Five texts I’ve loved teaching:
Invisible Man by Ralph Ellison
High schoolers of all ethnicities presented with black lit., often appreciate, but don’t always “relate.” Ralph Ellison’s genius was that his prose style allows students to get inside the protagonist, who begins as a student himself and is desperate to get ahead. He’s thwarted left, right and center, ending, up living in a basement with a recording of “Am I Blue” (you can get a cd of it and play in class), busily screwing hundreds of light bulbs on the floor, ceiling and walls to rip off the electric company. I have had many students who have been shaken by this novel, some of them learning for the first time about black on black betrayal. Discussion leads to lessons in social history.
Julius Caesar William Shakespeare
I love to guide my seventh graders’ first reading of Shakespeare’s Julius Caesar. Seventh graders – who knows more about stabbing one another in the back than seventh graders during the turning point in middle school where they break into the cruelest of mobs/gangs/packs, feeding on the souls of kids who were their buddies in elementary school with.
Antony’s principles are not as familiar to many of the kids. Close reading draws out the merits of keeping faith and loyality, and we get into talks about ethics, “mean girls” and bullies.
Crime and Punishment Fyodor Dostoevsky
By the tenth grade, most students are excited about having their philosophical discussions. Some of them posture and pose, while others grapple with valid pros and cons and articulating difficult concepts. Crime and Punishmentis perfect for giving students meat to chew, debate and write about.
Death of a Salesman – Arthur Miller
Students learn the painful lesson that, as the famous line from the play goes, attention must be paid. Dramatic tragic hero since the advent of the common man in the U.S.A., Willy Lowman, is a failure in the eyes of almost everyone in the play, and certainly in those wallowing in our neo-gilded age.
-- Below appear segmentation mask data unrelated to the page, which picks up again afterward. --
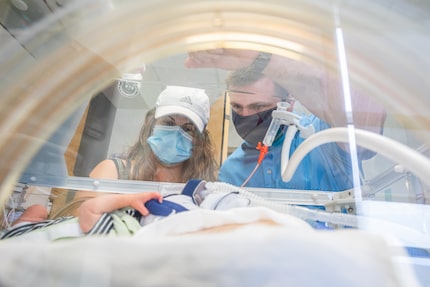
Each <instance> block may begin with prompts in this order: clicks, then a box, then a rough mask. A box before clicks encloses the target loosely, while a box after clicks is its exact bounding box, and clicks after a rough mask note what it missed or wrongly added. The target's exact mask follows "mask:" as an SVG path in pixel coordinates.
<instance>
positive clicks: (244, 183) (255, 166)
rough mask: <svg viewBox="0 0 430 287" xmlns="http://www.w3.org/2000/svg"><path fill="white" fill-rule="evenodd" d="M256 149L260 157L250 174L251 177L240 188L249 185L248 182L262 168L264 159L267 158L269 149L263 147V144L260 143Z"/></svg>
mask: <svg viewBox="0 0 430 287" xmlns="http://www.w3.org/2000/svg"><path fill="white" fill-rule="evenodd" d="M256 149H257V150H259V151H260V155H259V156H258V160H257V164H256V165H255V167H254V169H253V170H252V172H251V173H250V174H249V176H248V177H247V178H246V179H245V181H244V182H243V183H242V185H241V186H240V187H244V186H245V185H246V184H247V183H248V181H249V180H250V179H251V178H252V177H253V176H254V174H255V172H256V171H257V169H258V168H259V167H260V165H261V162H262V161H263V159H264V157H265V156H266V154H267V152H268V150H269V147H268V146H265V145H263V144H262V143H261V142H258V145H257V147H256Z"/></svg>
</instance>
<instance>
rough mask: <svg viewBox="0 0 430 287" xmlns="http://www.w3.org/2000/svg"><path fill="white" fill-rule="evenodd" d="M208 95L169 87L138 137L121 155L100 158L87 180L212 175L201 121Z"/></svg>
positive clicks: (150, 110)
mask: <svg viewBox="0 0 430 287" xmlns="http://www.w3.org/2000/svg"><path fill="white" fill-rule="evenodd" d="M209 109H210V105H209V98H208V96H207V95H206V93H205V92H204V90H201V89H196V88H188V87H180V86H168V87H167V88H166V89H165V90H164V91H163V92H161V94H160V95H159V97H158V100H157V103H156V106H155V108H153V109H152V110H150V111H149V112H148V113H147V115H146V118H145V123H144V125H143V127H142V129H141V131H140V134H139V139H138V141H137V142H136V143H135V144H134V145H133V146H131V148H130V149H129V151H128V152H127V153H126V155H125V157H124V158H122V159H115V158H114V159H107V160H104V161H102V162H100V163H99V164H98V165H97V166H96V167H95V168H94V169H93V170H92V171H91V173H90V175H89V176H90V177H92V178H101V179H131V180H145V181H163V182H179V183H183V182H186V181H188V180H189V179H193V178H201V179H206V180H209V181H214V180H215V179H216V173H217V163H216V161H215V158H214V145H213V143H212V140H211V137H210V134H209V131H208V130H207V129H206V125H207V123H208V120H209Z"/></svg>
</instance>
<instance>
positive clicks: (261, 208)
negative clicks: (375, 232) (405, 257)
mask: <svg viewBox="0 0 430 287" xmlns="http://www.w3.org/2000/svg"><path fill="white" fill-rule="evenodd" d="M268 220H269V221H273V222H276V223H277V224H278V225H273V224H266V223H262V224H246V225H244V226H243V227H240V228H234V229H228V230H227V231H222V232H217V233H213V232H211V233H210V232H202V233H199V232H195V231H198V230H202V229H205V230H207V229H208V228H211V227H214V226H220V225H226V224H230V225H231V224H241V223H250V222H256V221H264V222H267V221H268ZM236 227H237V226H236ZM0 254H1V258H2V259H1V266H0V286H73V287H77V286H91V287H93V286H187V287H189V286H199V287H200V286H259V287H260V286H348V287H355V286H357V287H358V286H360V287H362V286H366V287H368V286H377V287H384V286H387V287H388V286H389V287H397V286H398V287H403V286H408V287H414V286H419V284H418V283H417V281H416V278H415V276H414V274H413V271H412V269H411V267H410V266H409V265H407V264H401V263H400V261H398V260H397V258H404V256H406V255H405V253H404V252H403V250H401V249H400V248H398V247H395V246H392V245H390V244H389V243H388V242H387V241H386V240H385V239H384V238H381V237H380V236H376V235H372V234H367V233H364V232H360V231H356V230H349V231H346V230H344V231H315V230H312V229H311V228H310V227H309V226H308V225H307V223H305V222H304V221H301V220H299V219H297V218H294V217H290V216H284V215H282V214H279V213H275V212H273V211H271V210H268V209H265V208H244V209H232V210H228V211H210V210H194V211H190V212H184V213H179V214H177V215H175V216H172V217H169V218H166V219H163V220H160V221H158V222H154V223H153V224H151V225H148V226H146V227H144V228H142V229H141V230H140V231H139V232H138V234H136V236H134V237H126V238H121V237H116V238H108V237H99V238H97V237H88V238H79V239H73V240H64V241H59V242H52V243H37V244H34V243H32V242H14V241H13V240H11V241H4V242H0Z"/></svg>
Students have trouble seeing the nobility in Willy, seeing why his wife knows that attention must be paid even to those who hit the sidewalk and slug it out in the work-a-day world everyday, believing in a personal code of responsibility, dedication and old fashioned ethics that need to be resurrected.
Waiting for Godot -Jean Paul Sartre
Why go on when you can’t? There is no help. There is no reason. Teenagers can connect with this concept, but they can’t so readily relate to Didi and GoGo’s “I can’t go on. I can’t go on. Let’s go on.” Existential as it’s themes are, Waiting for Godot demonstrates that we are not alone, but, in fact we are. Recognize it and, with the knowledge, find a way to deal.
If I had a million dollars, I'd build you a school.